Not being "Chicken Little," but what about all the millions of products that have been happily baking away in tightly closed containers on ships from China that have been sailing for weeks?
Who's taking the temperature inside the containers while the #Coronavirus is cruising across the Pacific?
If there are viruses still alive on products or shipping cartons in the containers, who is checking if the viruses are the same that went in, or have they evolved into real monsters that will exit out?
The Coronavirus mutates. Those tightly sealed containers that we usually see tipping over in one disaster movie or another have been on the water for some time. My concern isn't about ships quarantined in Chinese ports; the shipping industry is pretty much locked down. It's about cargo ships loaded with containers that have been on the water or just arriving at the US and other global ports of entry. What research or action, on a worldwide basis, is underway to protect against these containerized world travelers?

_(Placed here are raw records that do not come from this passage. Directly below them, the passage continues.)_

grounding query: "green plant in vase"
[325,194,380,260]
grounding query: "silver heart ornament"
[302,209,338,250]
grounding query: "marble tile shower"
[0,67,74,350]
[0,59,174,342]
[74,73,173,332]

All-to-often, we bounce off walls from headlines (as I write this, the DOW is down, bouncing between negative 900 and 1,000 points), rather than digging below the "official" line. Flu still kills more people than the Coronavirus will this year. But there are big buts. We vaccinate for flu, but what's the plan to firewall a Coronavirus pandemic on top of one of the worst flu seasons in decades? With multiple strains of the virus playing who's on first, we haven't heard much about protections in place for container ships that are just arriving at their ports of destination.
I'm confident that the CDC, WHO, and global health officials are all over the human containment and quarantine issues. Still, I question whether the focus on human transmission has taken awareness and focus away from in-progress logistics and ports of entry issues. So, whom do we trust to give it to us straight?
We need to read reports from journalists who should be investigating and reporting on all aspects of the virus spread - not just human-to-human. In today's world of fake and intentionally disruptive news and bogus Internet news sites, it just may be that we must rely on trusted journalists. Journalists have always put themselves in harm's way to get to the truths, and, in my opinion, are the only ones we can count on to dig below the noise and find out the Coronavirus truth.
Here in the USA, the only people I trust to learn "what is," and deliver the truth vs. the sensational, are the real investigative journalists of the print media. We've lost thousands of journalists over the last few years due to massive newspaper closings. The journalists we still have are of vital importance. Some are still in the few remaining local papers, and in those publications that cover the globe. Good sources for real information are The Economist, The Wall Street Journal, Los Angeles Times, Washington Post, New York Times, The NewYorker, The Atlantic, even right and left-leaning publications, National Review, and the New Republic. My apologies to those I left out. Equally deserving for their integrity are the wire services that for decades have worked with print journalists and the publications they work for investigating and delivering truth over rumor: The Associated Press, Reuters, Bloomberg News.
If we are to avoid a global panic, recession, virtual closure of international trade and travel, and learn of potential breakthroughs, it will be investigative journalists who keep governments and businesses honest, and the rest of us well informed.